# Find Median from Data Stream

{% embed url="<https://www.lintcode.com/problem/81/>" %}

## Solution 1 (Java)

```java
public class Solution {

    PriorityQueue<Integer> minHeap, maxHeap;
    int median;
    boolean isFirstNum;
    public Solution() {
        minHeap = new PriorityQueue<>();
        maxHeap = new PriorityQueue<>(new Comparator<Integer>() {
            public int compare(Integer x, Integer y) {
                return y - x;
            }
        });
        isFirstNum = true;
    }

    /**
     * @param val: An integer
     * @return: nothing
     */
    public void add(int val) {
        if (isFirstNum) {
            median = val;
            isFirstNum = false;
            return;
        }

        if (val < median) {
            maxHeap.offer(val);
        } else {
            minHeap.offer(val);
        }

        if (maxHeap.size() > minHeap.size()) {
            minHeap.offer(median);
            median = maxHeap.poll();
        }
        if (maxHeap.size() < minHeap.size() - 1) {
            maxHeap.offer(median);
            median = minHeap.poll();
        }
    }

    /**
     * @return: return the median of the data stream
     */
    public int getMedian() {
        return median;
    }
}
```

### Notes

* We used a `maxHeap` and a `minHeap` to maintain the data stream.
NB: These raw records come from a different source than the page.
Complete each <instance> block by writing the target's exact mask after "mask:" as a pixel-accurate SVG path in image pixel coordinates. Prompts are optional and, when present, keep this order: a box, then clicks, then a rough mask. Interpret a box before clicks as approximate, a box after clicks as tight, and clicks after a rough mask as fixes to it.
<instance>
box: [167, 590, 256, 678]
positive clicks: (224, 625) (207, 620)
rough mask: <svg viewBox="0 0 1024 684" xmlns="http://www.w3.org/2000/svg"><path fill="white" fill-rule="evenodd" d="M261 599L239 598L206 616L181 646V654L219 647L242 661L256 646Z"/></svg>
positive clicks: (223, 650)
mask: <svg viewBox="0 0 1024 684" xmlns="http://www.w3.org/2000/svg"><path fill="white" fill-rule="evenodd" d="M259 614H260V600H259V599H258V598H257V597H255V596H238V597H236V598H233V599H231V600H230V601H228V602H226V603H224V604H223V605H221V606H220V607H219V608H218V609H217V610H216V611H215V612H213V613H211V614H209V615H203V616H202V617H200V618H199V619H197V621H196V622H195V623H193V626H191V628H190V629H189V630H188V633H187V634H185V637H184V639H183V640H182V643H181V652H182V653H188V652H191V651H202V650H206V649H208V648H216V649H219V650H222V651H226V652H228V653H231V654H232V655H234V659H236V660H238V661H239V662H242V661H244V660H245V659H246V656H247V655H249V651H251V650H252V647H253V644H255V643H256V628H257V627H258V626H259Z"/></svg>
The `maxHeap` stores numbers that are less than the `median`. The `minHeap` stores numbers that are larger than the `median`. Then, we update the median whenever the two heaps have sizes that differ by 2 (to be more precise, see the condition in code). By construction, the results by polling either the `minHeap` or the `maxHeap` will be the current `median`. Eventually, we just return the current `median`.
* The reason is that we need to find the median of `k` numbers, so it is natural to find the `k/2`th largest number and the `k/2`th smallest number (first number in each heap).